A partir da segunda metade da década de 60, mais pontualmente após a Seleção Brasileira ter sido eliminada na 1ª fase da Copa do Mundo de 1966, teve início uma revolução no futebol verde-amarelo. Em síntese, força e resistência físicas, organização tática, ocupação de espaços, jogador-peça, time-máquina, objetividade e coletividade se tornaram palavras-chave no vocabulário do nosso jogo. Muitos possuem a ideia de que a Seleção Tricampeã do Mundo em 1970 era pura arte, mas basta contar que um relatório da Organização Mundial de Saúde considerou a equipe brasileira a mais bem preparada fisicamente de todo o torneio e que o zagueiro Brito foi eleito o atleta de melhor preparo físico da competição para vermos que os brasileiros tinham algo mais além do futebol genial.
Um pouco mais de aprofundamento e a lembrança de que o país vivia uma ditadura militar e que não eram raros integrantes do exército nas instituições do futebol – vide o Capitão Cláudio Coutinho, preparador físico da Seleção de 70 – torna mais alcançável o comportamento dos jogadores como soldados e dos times como exércitos, com regras e organização. Mas esta militarização não se restringiu ao jogo em si. Os dirigentes e treinadores dos clubes nacionais exigiam comportamento impecável dos seus comandados fora dos gramados. A disciplina militar e a disciplina esportiva se tornavam, então, sinônimos.
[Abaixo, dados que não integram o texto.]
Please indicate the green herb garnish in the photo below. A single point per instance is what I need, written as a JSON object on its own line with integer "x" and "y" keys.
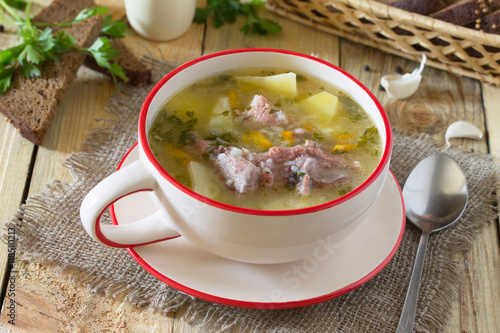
{"x": 318, "y": 136}
{"x": 39, "y": 46}
{"x": 171, "y": 129}
{"x": 226, "y": 11}
{"x": 344, "y": 191}
{"x": 369, "y": 136}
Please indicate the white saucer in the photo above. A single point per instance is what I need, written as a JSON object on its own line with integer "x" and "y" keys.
{"x": 196, "y": 272}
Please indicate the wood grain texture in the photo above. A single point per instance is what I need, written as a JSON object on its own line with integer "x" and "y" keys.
{"x": 441, "y": 100}
{"x": 50, "y": 303}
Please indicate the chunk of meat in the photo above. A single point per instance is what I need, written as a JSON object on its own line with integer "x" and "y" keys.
{"x": 264, "y": 114}
{"x": 281, "y": 155}
{"x": 301, "y": 166}
{"x": 240, "y": 174}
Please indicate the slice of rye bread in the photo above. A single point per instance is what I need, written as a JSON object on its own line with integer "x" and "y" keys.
{"x": 425, "y": 7}
{"x": 66, "y": 10}
{"x": 62, "y": 11}
{"x": 135, "y": 70}
{"x": 31, "y": 103}
{"x": 466, "y": 12}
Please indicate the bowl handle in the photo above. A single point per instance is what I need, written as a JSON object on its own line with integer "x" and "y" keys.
{"x": 128, "y": 180}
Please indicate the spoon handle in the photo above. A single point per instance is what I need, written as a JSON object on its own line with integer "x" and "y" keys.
{"x": 407, "y": 319}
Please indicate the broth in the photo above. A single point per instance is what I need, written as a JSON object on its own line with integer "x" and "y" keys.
{"x": 266, "y": 139}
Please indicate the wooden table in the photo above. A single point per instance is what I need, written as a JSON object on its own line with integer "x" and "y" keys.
{"x": 58, "y": 305}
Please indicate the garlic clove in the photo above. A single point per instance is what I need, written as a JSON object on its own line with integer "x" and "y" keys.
{"x": 462, "y": 129}
{"x": 403, "y": 86}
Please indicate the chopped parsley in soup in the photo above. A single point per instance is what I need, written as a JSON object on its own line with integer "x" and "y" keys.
{"x": 266, "y": 139}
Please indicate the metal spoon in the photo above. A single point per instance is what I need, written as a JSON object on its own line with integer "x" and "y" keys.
{"x": 435, "y": 196}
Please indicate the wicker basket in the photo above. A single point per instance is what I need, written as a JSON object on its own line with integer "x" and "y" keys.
{"x": 456, "y": 49}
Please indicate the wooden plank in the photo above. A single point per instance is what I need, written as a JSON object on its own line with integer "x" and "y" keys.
{"x": 442, "y": 99}
{"x": 15, "y": 159}
{"x": 294, "y": 37}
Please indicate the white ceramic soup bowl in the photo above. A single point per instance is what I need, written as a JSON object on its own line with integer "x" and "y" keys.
{"x": 248, "y": 235}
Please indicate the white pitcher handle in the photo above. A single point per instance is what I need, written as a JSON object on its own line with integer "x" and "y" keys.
{"x": 128, "y": 180}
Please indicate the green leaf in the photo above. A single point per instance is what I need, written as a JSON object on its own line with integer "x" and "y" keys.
{"x": 201, "y": 15}
{"x": 10, "y": 55}
{"x": 114, "y": 28}
{"x": 370, "y": 135}
{"x": 30, "y": 70}
{"x": 227, "y": 11}
{"x": 5, "y": 79}
{"x": 89, "y": 12}
{"x": 31, "y": 55}
{"x": 17, "y": 4}
{"x": 103, "y": 52}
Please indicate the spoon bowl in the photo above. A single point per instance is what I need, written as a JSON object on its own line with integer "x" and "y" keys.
{"x": 435, "y": 196}
{"x": 435, "y": 193}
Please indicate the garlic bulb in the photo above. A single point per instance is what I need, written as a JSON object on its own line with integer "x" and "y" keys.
{"x": 462, "y": 129}
{"x": 403, "y": 86}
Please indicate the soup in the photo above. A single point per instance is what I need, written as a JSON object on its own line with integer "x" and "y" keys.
{"x": 266, "y": 139}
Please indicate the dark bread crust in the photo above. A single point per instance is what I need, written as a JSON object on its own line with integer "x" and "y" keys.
{"x": 31, "y": 103}
{"x": 61, "y": 11}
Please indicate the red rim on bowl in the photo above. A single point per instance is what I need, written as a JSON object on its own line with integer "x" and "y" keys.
{"x": 149, "y": 154}
{"x": 265, "y": 305}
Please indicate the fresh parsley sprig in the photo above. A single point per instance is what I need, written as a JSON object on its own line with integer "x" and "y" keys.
{"x": 39, "y": 46}
{"x": 228, "y": 10}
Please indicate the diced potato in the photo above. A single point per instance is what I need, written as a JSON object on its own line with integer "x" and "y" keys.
{"x": 323, "y": 105}
{"x": 340, "y": 149}
{"x": 222, "y": 117}
{"x": 233, "y": 100}
{"x": 287, "y": 136}
{"x": 222, "y": 105}
{"x": 259, "y": 139}
{"x": 285, "y": 84}
{"x": 344, "y": 137}
{"x": 204, "y": 181}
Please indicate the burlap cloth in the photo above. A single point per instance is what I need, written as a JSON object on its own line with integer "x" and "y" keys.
{"x": 48, "y": 229}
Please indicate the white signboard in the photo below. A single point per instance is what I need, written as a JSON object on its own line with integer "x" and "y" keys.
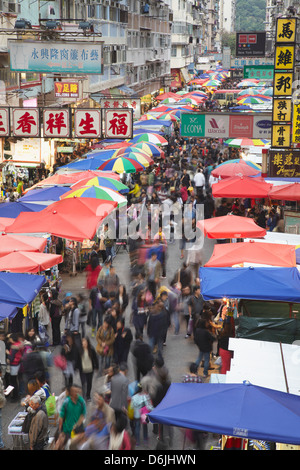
{"x": 25, "y": 122}
{"x": 217, "y": 126}
{"x": 262, "y": 126}
{"x": 4, "y": 122}
{"x": 118, "y": 124}
{"x": 133, "y": 103}
{"x": 56, "y": 122}
{"x": 87, "y": 123}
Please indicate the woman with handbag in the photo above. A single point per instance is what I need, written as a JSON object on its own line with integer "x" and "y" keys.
{"x": 105, "y": 338}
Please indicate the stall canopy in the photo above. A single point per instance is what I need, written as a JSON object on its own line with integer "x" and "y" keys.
{"x": 19, "y": 289}
{"x": 279, "y": 284}
{"x": 240, "y": 410}
{"x": 241, "y": 187}
{"x": 27, "y": 262}
{"x": 11, "y": 243}
{"x": 230, "y": 254}
{"x": 230, "y": 226}
{"x": 74, "y": 219}
{"x": 44, "y": 195}
{"x": 13, "y": 209}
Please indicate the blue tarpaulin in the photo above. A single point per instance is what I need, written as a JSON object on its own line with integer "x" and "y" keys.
{"x": 13, "y": 209}
{"x": 241, "y": 410}
{"x": 256, "y": 283}
{"x": 19, "y": 289}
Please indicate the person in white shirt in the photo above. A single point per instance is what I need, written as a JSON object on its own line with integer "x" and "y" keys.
{"x": 199, "y": 180}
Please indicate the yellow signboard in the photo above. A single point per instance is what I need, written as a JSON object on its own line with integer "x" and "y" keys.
{"x": 283, "y": 83}
{"x": 286, "y": 30}
{"x": 284, "y": 57}
{"x": 282, "y": 109}
{"x": 281, "y": 135}
{"x": 296, "y": 124}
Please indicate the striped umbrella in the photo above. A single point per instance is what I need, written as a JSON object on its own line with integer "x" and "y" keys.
{"x": 246, "y": 142}
{"x": 122, "y": 165}
{"x": 147, "y": 147}
{"x": 149, "y": 137}
{"x": 97, "y": 192}
{"x": 251, "y": 100}
{"x": 105, "y": 182}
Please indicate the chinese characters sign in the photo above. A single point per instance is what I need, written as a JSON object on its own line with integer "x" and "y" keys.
{"x": 55, "y": 57}
{"x": 118, "y": 123}
{"x": 284, "y": 63}
{"x": 87, "y": 123}
{"x": 56, "y": 123}
{"x": 284, "y": 163}
{"x": 135, "y": 104}
{"x": 25, "y": 122}
{"x": 66, "y": 89}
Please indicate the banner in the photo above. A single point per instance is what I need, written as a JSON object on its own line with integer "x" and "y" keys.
{"x": 226, "y": 125}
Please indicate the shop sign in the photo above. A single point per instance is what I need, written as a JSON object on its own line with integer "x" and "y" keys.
{"x": 25, "y": 122}
{"x": 66, "y": 89}
{"x": 87, "y": 123}
{"x": 56, "y": 123}
{"x": 118, "y": 124}
{"x": 284, "y": 163}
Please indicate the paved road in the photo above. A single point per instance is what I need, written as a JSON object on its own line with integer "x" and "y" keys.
{"x": 178, "y": 352}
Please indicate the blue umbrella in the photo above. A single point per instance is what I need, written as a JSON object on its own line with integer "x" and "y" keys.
{"x": 13, "y": 209}
{"x": 19, "y": 289}
{"x": 51, "y": 193}
{"x": 240, "y": 410}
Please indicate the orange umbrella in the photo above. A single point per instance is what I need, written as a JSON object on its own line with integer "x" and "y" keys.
{"x": 230, "y": 226}
{"x": 272, "y": 254}
{"x": 27, "y": 262}
{"x": 286, "y": 192}
{"x": 243, "y": 187}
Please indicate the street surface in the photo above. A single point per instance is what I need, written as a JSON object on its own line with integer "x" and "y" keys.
{"x": 178, "y": 352}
Foi neste contexto que um nome se ergueu contra tamanho controle: Afonsinho. Contratado pelo Botafogo junto ao XV de Jaú, Afonsinho foi Bicampeão Carioca em 1967 e 1968 ao lado de craques como Gérson, Jairzinho, Roberto Miranda e Paulo Cezar Caju. Mas não era titular absoluto, e isto o chateava. Bastante. A ponto de se desentender com o treinador Zagallo em um torneio no México e acabar emprestado ao Olaria. Pelo Alvianil da Bariri, em excursão ao Oriente Médio e Extremo Oriente, um novo desentendimento, desta vez com um diretor do clube, acabou com o desligamento de Afonsinho da delegação. Ao invés de retornar direto para o Brasil, o craque passou um período na França, longe do futebol, e vivenciou de perto todo o momento de contestação social, cultural e política que o país vivia.
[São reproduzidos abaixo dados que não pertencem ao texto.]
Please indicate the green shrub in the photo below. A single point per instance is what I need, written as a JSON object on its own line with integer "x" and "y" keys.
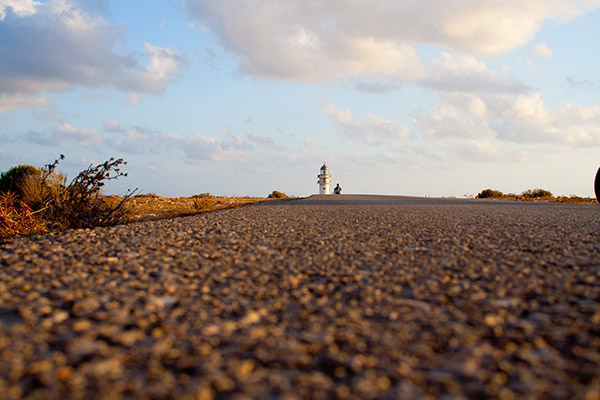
{"x": 80, "y": 204}
{"x": 277, "y": 195}
{"x": 15, "y": 178}
{"x": 537, "y": 193}
{"x": 489, "y": 194}
{"x": 203, "y": 204}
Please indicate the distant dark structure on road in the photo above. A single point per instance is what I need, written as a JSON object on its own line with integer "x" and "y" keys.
{"x": 597, "y": 185}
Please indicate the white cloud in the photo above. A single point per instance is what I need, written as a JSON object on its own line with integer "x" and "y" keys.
{"x": 371, "y": 129}
{"x": 19, "y": 7}
{"x": 320, "y": 40}
{"x": 542, "y": 50}
{"x": 66, "y": 133}
{"x": 8, "y": 102}
{"x": 497, "y": 118}
{"x": 453, "y": 73}
{"x": 132, "y": 99}
{"x": 261, "y": 139}
{"x": 56, "y": 45}
{"x": 312, "y": 142}
{"x": 81, "y": 136}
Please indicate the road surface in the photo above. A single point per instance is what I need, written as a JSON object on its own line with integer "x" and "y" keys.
{"x": 324, "y": 297}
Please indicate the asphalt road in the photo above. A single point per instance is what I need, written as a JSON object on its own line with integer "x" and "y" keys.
{"x": 325, "y": 297}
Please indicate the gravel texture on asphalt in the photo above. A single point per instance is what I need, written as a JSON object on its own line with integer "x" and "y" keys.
{"x": 325, "y": 297}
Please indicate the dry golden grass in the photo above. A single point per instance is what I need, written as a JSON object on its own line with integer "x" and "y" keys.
{"x": 16, "y": 218}
{"x": 149, "y": 207}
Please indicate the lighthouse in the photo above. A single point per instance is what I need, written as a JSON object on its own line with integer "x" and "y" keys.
{"x": 324, "y": 180}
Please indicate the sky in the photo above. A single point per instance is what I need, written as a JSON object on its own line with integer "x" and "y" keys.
{"x": 243, "y": 97}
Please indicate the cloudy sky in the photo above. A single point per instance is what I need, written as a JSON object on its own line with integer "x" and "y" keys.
{"x": 243, "y": 97}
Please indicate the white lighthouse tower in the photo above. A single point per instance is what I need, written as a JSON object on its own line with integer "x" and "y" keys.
{"x": 324, "y": 180}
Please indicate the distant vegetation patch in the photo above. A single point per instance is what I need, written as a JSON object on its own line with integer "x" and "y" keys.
{"x": 36, "y": 199}
{"x": 490, "y": 194}
{"x": 278, "y": 195}
{"x": 533, "y": 195}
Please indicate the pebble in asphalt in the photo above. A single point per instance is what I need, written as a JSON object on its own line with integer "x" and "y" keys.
{"x": 325, "y": 297}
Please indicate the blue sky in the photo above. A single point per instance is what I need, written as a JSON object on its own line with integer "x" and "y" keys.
{"x": 243, "y": 97}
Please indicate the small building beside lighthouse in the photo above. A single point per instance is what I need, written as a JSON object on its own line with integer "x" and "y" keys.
{"x": 324, "y": 179}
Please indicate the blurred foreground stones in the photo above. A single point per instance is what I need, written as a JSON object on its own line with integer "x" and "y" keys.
{"x": 344, "y": 298}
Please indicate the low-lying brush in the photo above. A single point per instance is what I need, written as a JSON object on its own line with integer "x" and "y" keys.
{"x": 275, "y": 194}
{"x": 533, "y": 195}
{"x": 16, "y": 218}
{"x": 43, "y": 192}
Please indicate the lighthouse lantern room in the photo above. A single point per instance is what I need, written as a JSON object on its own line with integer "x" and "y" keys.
{"x": 324, "y": 179}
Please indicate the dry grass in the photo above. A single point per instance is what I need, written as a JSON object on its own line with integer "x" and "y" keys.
{"x": 16, "y": 218}
{"x": 148, "y": 207}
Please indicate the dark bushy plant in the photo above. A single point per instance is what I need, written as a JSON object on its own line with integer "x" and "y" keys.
{"x": 536, "y": 194}
{"x": 15, "y": 178}
{"x": 81, "y": 204}
{"x": 489, "y": 194}
{"x": 277, "y": 195}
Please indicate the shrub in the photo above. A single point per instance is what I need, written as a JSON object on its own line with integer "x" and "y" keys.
{"x": 277, "y": 195}
{"x": 15, "y": 178}
{"x": 489, "y": 194}
{"x": 536, "y": 194}
{"x": 16, "y": 218}
{"x": 80, "y": 204}
{"x": 203, "y": 204}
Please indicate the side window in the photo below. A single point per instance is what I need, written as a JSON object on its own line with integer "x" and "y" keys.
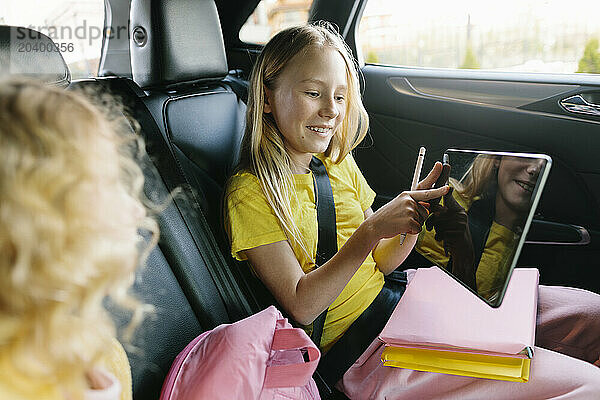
{"x": 549, "y": 36}
{"x": 272, "y": 16}
{"x": 75, "y": 27}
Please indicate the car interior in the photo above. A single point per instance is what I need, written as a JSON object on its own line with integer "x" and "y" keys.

De volta ao Brasil e ao Botafogo, Afonsinho ostentava uma barba nascente e cabelos que começavam a se alongar. O treinador, Zagallo, e o diretor Xisto Toniato não gostaram da nova aparência do habilidoso meia, que não aceitava a influência dos disciplinadores em sua vida. Sem meias palavras, a situação se tornou a seguinte: ou Afonsinho raspava a barba e cortava o cabelo ou não jogaria no Botafogo. E como na época vigorava a Lei do Passe, ou seja, o jogador tinha seu passe preso ao clube, que poderia vendê-lo, emprestá-lo ou “prendê-lo” a seu bem querer, não seria exagero dizer que a carreira de Afonsinho esteve prestes a terminar.
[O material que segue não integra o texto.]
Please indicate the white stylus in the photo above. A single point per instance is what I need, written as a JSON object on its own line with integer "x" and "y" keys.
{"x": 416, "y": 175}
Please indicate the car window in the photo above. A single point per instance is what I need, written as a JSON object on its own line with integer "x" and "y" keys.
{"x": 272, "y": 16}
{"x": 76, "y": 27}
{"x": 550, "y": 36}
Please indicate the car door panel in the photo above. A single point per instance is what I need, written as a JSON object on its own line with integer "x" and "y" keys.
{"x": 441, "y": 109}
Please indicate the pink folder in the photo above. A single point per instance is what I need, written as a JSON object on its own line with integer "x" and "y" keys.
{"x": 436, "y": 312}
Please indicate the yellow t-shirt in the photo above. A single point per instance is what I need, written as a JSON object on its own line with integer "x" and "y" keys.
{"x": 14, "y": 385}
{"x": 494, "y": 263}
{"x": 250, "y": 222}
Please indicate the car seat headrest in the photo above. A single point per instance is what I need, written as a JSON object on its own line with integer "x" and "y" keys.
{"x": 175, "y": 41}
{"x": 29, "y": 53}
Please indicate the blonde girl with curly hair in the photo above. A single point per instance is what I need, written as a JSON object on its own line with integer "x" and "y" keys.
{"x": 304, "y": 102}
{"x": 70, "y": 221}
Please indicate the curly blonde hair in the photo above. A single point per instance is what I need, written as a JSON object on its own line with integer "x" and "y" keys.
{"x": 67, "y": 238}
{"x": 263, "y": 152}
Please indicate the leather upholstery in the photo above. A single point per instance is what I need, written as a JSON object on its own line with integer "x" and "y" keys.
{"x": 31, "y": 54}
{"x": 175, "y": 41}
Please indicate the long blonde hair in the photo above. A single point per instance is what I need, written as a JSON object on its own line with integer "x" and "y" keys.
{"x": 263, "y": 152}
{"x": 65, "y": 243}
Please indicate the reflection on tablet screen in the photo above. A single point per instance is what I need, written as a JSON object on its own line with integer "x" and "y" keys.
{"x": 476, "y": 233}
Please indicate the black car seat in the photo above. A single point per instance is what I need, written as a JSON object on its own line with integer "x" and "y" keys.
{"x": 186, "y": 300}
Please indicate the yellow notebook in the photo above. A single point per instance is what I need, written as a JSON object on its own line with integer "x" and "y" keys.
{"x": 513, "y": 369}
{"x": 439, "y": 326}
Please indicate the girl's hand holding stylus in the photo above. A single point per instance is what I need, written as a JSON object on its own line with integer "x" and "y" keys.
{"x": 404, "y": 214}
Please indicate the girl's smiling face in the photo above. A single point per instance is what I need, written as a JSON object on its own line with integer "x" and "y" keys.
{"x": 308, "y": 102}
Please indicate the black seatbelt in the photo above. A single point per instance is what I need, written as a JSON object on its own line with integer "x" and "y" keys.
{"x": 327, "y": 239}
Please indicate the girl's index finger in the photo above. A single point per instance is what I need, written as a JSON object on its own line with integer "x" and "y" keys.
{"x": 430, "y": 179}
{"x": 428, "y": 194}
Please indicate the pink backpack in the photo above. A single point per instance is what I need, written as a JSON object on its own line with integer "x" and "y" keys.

Porém, o jogador foi à luta pelos seus direitos e, após verdadeiras batalhas jurídicas, conquistou o Passe Livre. Virou bom exemplo para os que não aceitavam o controle dos clubes sobre suas vidas e péssimo exemplo para os que ganhavam dinheiro e poder com o sistema de dominação sobre os jogadores. Entrou para a história do futebol brasileiro como um ícone de rebeldia. E de liberdade.
Referências
Afonsinho e Edmundo – A rebeldia no futebol brasileiro. Autor: José Paulo Florenzano. Editora Musa.